The legacy of Dark Souls is truly incredible; a game so momentous in the zeitgeist of gaming that it created an entirely new genre, Souls-likes. Since then we’ve seen numerous games try and bring their own take on the formula, some successful, some not. Code Vein is the latest title to do so, and despite some clear similarities it manages to bring some fresh ideas, especially in its partner system.
Code Vein casts you as a Revenant, an undying soldier who’s woken up in a post-apocalyptic world destroyed by giant earthen spikes and bloodthirsty creatures called the Lost.
Pretty quickly into the experience you’re introduced to Louis, your first partner and a character central to the game’s story.
At all times in Code Vein you can bring an NPC ally along to help, and boy do they. Code Vein is developed by the same team that made many of the God Eater games, which have fantastic partner AI, and that holds true here.
Your partners in Code Vein are more than capable of holding their own, and come with their own useful set of Gifts to use. Some partners, like Io, are based entirely around support while others, like Yakumo, are tanks that soak up enemy aggro.
The great thing about the system is that there’s a partner to support every kind of playstyle or character build, meaning you can supplement your build’s weaknesses.
It’s a dynamic system, and partners will also help with things outside of battle. They’ll provide hints about alternate pathways or places you should go to, point out items you might not see, and call out when they see enemies.
This all ties into what makes Code Vein much more accessible than other games in the genre. Partners can revive you if you die, as long as they have enough HP to spare, and you can do the same for them.
Having a partner to lean back on dramatically helps with the difficulty, although Code Vein is still a challenging game. Partners are optional, however, and play the entire game solo if you want.
In our review we talk about the absurd amount of options Code Vein gives you to customize your playstyle, and partners are part of that. They can help ease inexperienced players into the game, giving you a chance to learn the mechanics while your partner deals with enemies.
There’s certainly nothing wrong with a Souls-like game being a solitary experience, it’s a core part of many titles, but Code Vein’s NPC allies are a refreshing take that creates a dynamic combat system.
Of course, these partners are more important to the game than just being combat allies. Each character is essential to the game’s story, and while they each have their own mini-story, they all smartly tie into the main narrative in some way.
Collectibles called Vestiges let you view memories from characters, including your partners, and serve a dual purpose as they also grant you new Gifts.
Learning character’s pasts can help ratchet up the emotion on certain boss battles, and add more weight to decisions you have to make.
While most Souls-like games embrace that you versus the world feeling, Code Vein adopts an “us” versus the world tone, and it works.

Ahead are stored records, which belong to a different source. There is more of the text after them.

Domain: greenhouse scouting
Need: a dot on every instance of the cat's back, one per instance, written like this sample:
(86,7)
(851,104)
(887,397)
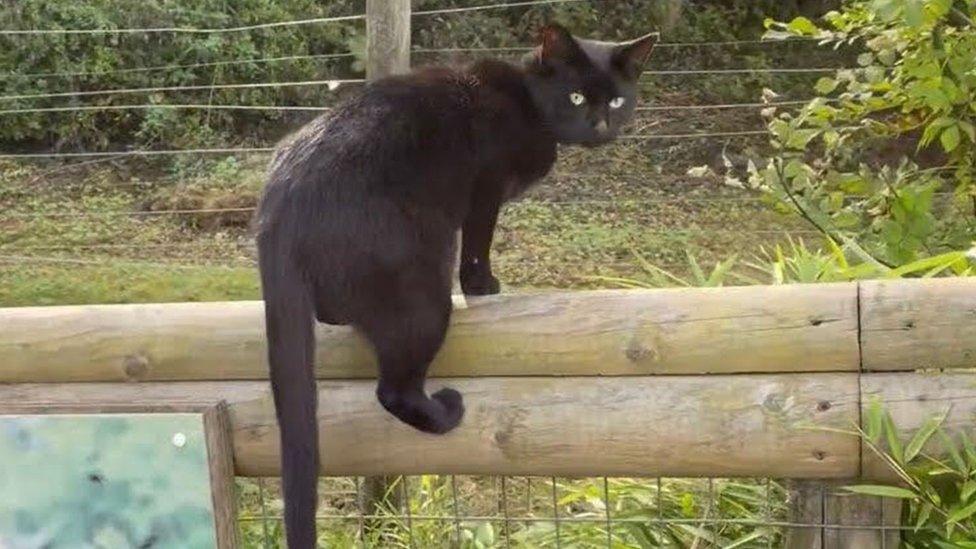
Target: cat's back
(397,123)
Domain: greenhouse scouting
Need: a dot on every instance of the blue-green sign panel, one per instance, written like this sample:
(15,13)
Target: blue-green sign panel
(109,481)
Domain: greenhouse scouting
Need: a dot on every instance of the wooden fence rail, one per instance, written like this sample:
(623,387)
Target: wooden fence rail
(752,381)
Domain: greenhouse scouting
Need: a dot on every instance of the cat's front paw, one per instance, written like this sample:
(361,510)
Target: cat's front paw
(476,280)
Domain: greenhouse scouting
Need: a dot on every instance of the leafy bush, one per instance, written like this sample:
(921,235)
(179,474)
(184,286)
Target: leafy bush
(885,155)
(51,63)
(796,263)
(939,489)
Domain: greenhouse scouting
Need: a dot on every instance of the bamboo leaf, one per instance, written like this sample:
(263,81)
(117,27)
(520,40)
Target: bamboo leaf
(882,491)
(921,437)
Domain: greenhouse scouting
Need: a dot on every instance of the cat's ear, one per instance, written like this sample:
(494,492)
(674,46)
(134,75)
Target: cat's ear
(555,42)
(629,58)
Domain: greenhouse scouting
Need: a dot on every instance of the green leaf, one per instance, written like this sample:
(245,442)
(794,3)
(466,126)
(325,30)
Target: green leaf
(914,14)
(874,419)
(969,129)
(963,513)
(825,85)
(950,446)
(923,515)
(950,138)
(891,435)
(883,491)
(921,437)
(802,25)
(968,488)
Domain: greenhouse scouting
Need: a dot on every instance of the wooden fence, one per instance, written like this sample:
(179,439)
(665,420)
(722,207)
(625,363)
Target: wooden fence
(751,381)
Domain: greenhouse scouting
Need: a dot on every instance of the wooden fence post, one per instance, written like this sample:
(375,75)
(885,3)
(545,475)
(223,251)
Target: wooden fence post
(387,38)
(387,53)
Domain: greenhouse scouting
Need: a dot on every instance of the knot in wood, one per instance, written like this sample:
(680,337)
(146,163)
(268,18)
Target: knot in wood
(135,367)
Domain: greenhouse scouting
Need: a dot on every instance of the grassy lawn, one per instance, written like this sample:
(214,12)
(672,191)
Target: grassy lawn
(95,234)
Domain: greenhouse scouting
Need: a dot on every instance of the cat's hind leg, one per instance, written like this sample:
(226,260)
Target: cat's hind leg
(406,334)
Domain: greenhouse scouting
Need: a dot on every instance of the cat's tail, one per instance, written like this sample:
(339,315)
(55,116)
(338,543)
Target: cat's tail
(289,322)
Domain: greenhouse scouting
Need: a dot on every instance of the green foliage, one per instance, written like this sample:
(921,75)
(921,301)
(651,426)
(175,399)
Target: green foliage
(936,468)
(39,64)
(52,63)
(796,263)
(885,155)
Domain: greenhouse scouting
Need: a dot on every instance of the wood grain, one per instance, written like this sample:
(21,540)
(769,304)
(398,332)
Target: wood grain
(220,451)
(918,324)
(742,425)
(800,328)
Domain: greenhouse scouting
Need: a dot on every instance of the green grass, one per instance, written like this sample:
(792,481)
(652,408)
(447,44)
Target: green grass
(62,241)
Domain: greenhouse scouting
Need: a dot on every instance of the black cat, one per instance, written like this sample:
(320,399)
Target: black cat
(357,224)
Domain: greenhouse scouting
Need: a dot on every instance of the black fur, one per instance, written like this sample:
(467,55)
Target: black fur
(357,224)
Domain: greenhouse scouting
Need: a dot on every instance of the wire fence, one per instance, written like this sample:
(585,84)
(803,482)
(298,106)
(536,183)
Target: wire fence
(442,511)
(462,511)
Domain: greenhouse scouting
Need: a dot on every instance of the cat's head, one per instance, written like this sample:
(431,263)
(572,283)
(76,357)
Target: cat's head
(586,90)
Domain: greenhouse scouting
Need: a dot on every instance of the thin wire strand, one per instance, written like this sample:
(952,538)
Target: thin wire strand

There’s a good amount of character development that goes into each partner, and another system lets you give gifts to them, in order to receive gifts back. Just like with combat, it’s a mutually beneficial system that can lead to getting some great weapons and items.
Souls-like games need to do something unique to stand out of the pack these days, and Code Vein’s partner system helps it rise above. There are, of course, other big differences like the anime aesthetic and Blood Code system, but partners tie into every facet of the game.
It’s a refreshing take that I sincerely hope to see again in the future, whether it’s another Code Vein or something else entirely.